Reactivity of Shale to Supercritical CO2: Insights from Microstructural Characterization and Mineral Phase Evolution in Caney Shales for CCUS Applications

Understanding mineral–fluid interactions in shale under supercritical CO2 (scCO2) conditions is relevant for assessing long-term geochemical containment. This study characterizes mineralogical transformations and elemental redistribution in five Caney Shale samples serving as proxies for reservoir (R1, R2, R3) and caprock (D1, D2) facies, subjected to 30-day static exposure to pure scCO2 at 60 °C and 17.23 MPa (2500 psi), with no brine or impurities introduced. SEM-EDS analyses were conducted before and after exposure, with mineral phases classified into silicates, carbonates, sulfides, and organic matter. Initial compositions were dominated by quartz (38–47 wt.%), illite (16–23 wt.%), carbonates (12–18 wt.%), and organic matter (8–11 wt.%).
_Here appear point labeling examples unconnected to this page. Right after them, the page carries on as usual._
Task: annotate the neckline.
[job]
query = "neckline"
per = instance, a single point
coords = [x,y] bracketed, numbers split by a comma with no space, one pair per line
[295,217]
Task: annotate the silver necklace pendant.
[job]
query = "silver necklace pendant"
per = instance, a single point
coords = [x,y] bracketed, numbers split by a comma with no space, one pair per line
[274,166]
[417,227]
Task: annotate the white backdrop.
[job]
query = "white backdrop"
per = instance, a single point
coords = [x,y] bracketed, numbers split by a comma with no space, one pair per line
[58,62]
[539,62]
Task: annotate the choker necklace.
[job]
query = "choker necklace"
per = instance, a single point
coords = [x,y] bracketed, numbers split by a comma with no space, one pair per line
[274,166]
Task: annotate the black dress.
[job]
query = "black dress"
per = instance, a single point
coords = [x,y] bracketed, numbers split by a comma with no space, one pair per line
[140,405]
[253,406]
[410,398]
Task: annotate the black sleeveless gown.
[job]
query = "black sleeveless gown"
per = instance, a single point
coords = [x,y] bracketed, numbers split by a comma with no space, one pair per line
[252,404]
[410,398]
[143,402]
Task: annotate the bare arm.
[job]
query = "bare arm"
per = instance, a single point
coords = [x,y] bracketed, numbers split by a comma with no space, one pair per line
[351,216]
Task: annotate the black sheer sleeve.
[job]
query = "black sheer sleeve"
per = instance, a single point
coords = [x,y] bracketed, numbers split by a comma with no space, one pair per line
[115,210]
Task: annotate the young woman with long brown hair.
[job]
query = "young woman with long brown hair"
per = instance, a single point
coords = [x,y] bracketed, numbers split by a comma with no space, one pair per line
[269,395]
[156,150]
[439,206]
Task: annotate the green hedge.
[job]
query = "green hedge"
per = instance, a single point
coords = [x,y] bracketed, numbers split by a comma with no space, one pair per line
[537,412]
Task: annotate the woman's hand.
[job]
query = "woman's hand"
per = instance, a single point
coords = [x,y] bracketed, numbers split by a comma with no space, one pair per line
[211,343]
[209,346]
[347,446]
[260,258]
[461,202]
Post-exposure, carbonate loss ranged from 15 to 40% in reservoir samples and up to 20% in caprock samples. Illite and K-feldspar showed depletion of Fe2+, Mg2+, and K+ at grain edges and cleavages, while pyrite underwent oxidation with Fe redistribution. Organic matter exhibited scCO2-induced surface alteration and apparent sorption effects, most pronounced in R2 and R3. Elemental mapping revealed Ca2+, Mg2+, Fe2+, and Si4+ mobilization near reactive interfaces, though no secondary mineral precipitates formed. Reservoir samples developed localized porosity, whereas caprock samples retained more structural clay integrity. The results advance understanding of mineral reactivity and elemental fluxes in shale-based CO2 sequestration.